Valery Draganov, chairman of the State Duma committee for the economic policy, enterprise and tourism:

The new statement by Khodorkovsky is the last nail in the coffin of Russian liberalism, a Frankenstein that had been forced on Russia against its will. The article has embarrassed me, as Khodorkovsky writes in it what I have been telling my electorate for years, and I spoke about the collapse of liberalism and the Bolshevik methods it had been using long before this article.

I wonder if Khodorkovsky's ideas dawned on him in prison or he had thought about them before? I am sure the latter is true but then, why did he not take a stand sooner? Instead, for a long time he thought the so-called liberals were smarter and had a clearer vision than others and that reforming Russia was their mission.

However, reforms should be tackled carefully and major economic change cannot be effected within months.
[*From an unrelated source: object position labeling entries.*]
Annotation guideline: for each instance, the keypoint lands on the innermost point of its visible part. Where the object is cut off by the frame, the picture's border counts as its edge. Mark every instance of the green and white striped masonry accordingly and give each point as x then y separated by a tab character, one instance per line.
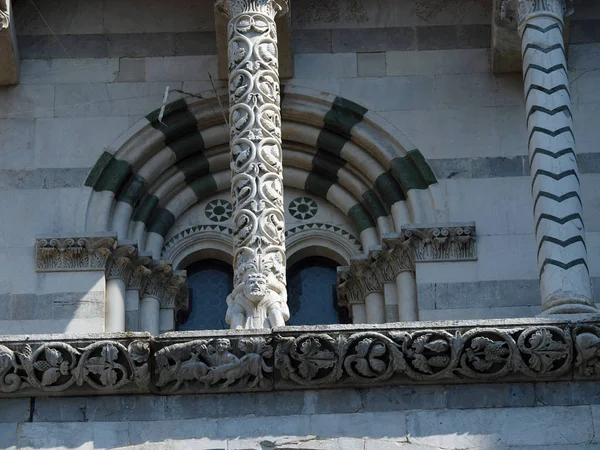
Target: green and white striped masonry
333	148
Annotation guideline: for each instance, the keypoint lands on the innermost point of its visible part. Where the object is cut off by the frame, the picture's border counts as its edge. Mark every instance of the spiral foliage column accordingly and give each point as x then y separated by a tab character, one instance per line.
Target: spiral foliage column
562	254
259	297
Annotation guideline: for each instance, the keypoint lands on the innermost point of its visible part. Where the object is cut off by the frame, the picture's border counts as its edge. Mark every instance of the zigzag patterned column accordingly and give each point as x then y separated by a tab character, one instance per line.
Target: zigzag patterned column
562	254
259	298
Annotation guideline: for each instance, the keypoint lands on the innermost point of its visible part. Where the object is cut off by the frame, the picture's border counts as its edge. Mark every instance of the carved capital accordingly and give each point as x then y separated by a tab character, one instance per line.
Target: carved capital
120	263
73	253
452	242
530	9
234	8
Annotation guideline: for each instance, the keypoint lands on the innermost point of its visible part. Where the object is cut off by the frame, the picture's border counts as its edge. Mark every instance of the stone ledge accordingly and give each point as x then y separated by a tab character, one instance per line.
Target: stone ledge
287	358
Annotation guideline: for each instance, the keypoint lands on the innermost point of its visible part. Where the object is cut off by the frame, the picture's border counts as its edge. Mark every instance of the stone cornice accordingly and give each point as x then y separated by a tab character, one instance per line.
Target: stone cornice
301	357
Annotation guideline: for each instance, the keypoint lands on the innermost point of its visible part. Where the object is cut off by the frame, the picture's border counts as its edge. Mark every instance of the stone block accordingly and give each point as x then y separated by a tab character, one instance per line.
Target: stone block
184	68
67	409
125	408
58	71
81	140
414	92
436	62
8	436
117	99
311	41
371	64
403	398
140	45
311	65
248	427
14	410
373	39
17	143
373	425
156	16
437	37
142	432
26	101
515	426
569	393
335	401
195	43
70	46
82	436
63	16
490	396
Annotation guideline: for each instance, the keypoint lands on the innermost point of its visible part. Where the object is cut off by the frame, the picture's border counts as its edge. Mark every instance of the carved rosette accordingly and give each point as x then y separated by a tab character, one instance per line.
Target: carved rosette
73	254
256	161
Thank God we won the approval of the current form of the economic, social and political reforms in 1999, though it was a bit late after what the bull did in the china shop in the early 1990s.

Dmitry Rogozin, leader of the Rodina faction in the State Duma:

The article is an interesting claim to a political life. Judging by it, if Khodorkovsky gets fewer than four years in prison, he will run for the presidency in 2008. The ways towards liberalism offered in the article constitute the ex-oligarch's plan of creating a liberal party of a new type. However, I don't think liberal ideology has a chance to rule. But it can win the hearts of 7-8% of the electorate.

To me, the seven ways suggested by Khodorkovsky are the minefield through which cows have passed, with telltale consequences. But I accept his idea of renouncing the senseless attempts to question the legitimacy of the president. It was an interesting thing to say, as the March 14 elections showed that there is no real opposition and no alternative to Putin today.